Tezpur/Guwahati, Dec. 27: The Ulfa and the NDFB reeled under further setbacks today with 51 militants captured by the Royal Bhutan Army being handed over to the police in Nalbari and Darrang districts. There were reports that all Ulfa, KLO, and NDFB camps in Bhutan have been razed to the ground.
Of the 51 rebels, 32 were handed over at Tamulpur in Nalbari district and the remaining 19 at Mangaldoi in Darrang district. Sources said another batch of nearly 30 Ulfa and NDFB rebels is likely to handed over by the RBA tomorrow.
In Mangaldoi, the army also handed over 18 AK-56 rifles with bayonets, one AK-56 without bayonet, 1,140 live rounds of AK-56, 38 magazines of AK-56 rifles, three Claymore mine, Rs 67,602 in Indian currency and Rs 50,000 in fake currency and two Kenwood radio sets.
In neighbouring Sonitpur district, the army handed over Ulfa ideologue Bhimkanta Buragohain to the police. Buragohain, who was rumoured to have been killed over a week ago in the operations launched by the Royal Bhutan Army on December 15, was produced before the media at a function organised by the 4 Corps headquarters in Tezpur yesterday.
State home commissioner B.K. Gohain said Buragohain and three other Ulfa rebels would be produced before the Sonitpur chief judicial magistrate tomorrow. Gohain also said the army had lodged an FIR with the police and handed over three AK-56 rifles, a satellite phone and Rs 2 lakh in cash.
Sources quoting RBA officials today said all 30 camps belonging to the Ulfa, the NDFB and the KLO have been demolished. The home commissioner clarified that all those who had been handed over by the Bhutan authorities would have to be treated as ?apprehended? and due legal action would be initiated against them.
?The general amnesty is for only those militants who contact either the police or the army or the civil authorities expressing their willingness to surrender and not for those are handed over by the Bhutan army after they were apprehended during the ongoing operation,? he added.
Joining the clamour for talks in the wake of the RBA operations, the Assam CPM today urged the Centre and the outfit to initiate talks. It said the problem cannot be resolved through army operations.
CPM secretary Hemen Das said, ?Political dialogue is a must for any kind of solution. The United Front government under H.D. Deve Gowda had offered unconditional talks but they were spurned by the outfit. The party, however, appeals to both the governments and the outfit to hold talks unconditionally in the greater interest.?
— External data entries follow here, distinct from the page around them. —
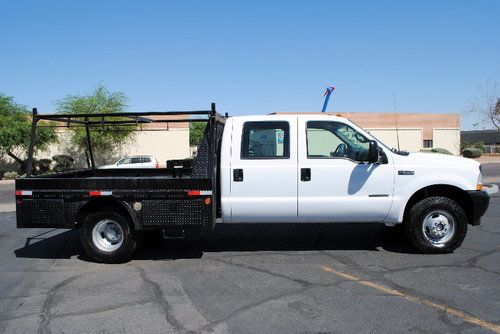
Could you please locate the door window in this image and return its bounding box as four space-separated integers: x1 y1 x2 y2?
241 122 290 159
307 121 370 162
118 158 130 165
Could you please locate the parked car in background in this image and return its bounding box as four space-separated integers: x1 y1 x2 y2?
99 155 160 169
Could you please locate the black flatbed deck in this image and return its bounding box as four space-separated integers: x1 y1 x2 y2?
16 104 225 230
Former chief minister Prafulla Kumar Mahanta, on the other hand, told a gathering of party workers at Jagiroad off Guwahati that the production of Buragohain and his statement to the media yesterday have only exposed the lies spread by the outfit. Mahanta added that he had repeatedly asked the Ulfa leadership to sit for talks but to no avail.
Prime Minister Atal Bihari Vajpayee today spoke to Bhutanese King Jigme Singhye Wangchuk over phone and congratulated him on the Royal Bhutan Army?s success in the ongoing operations to dislodge the insurgents.
He also conveyed his condolences to the bereaved families of the soldiers who lost their lives in the operations, official sources told PTI in New Delhi.
India has been providing only logistic support to Bhutan, including evacuation of its injured army personnel in Operation All Clear.
Thimpu-Dhaka flights suspended: Bhutan has temporarily suspended flight between Thimpu and Dhaka in view of the presence of Ulfa militants in Bangladesh. A Bhutanese official told PTI over phone from Samdrup Jongkhar that the flight had been suspended to prevent exit of militants fleeing from the camps demolished in Bhutan.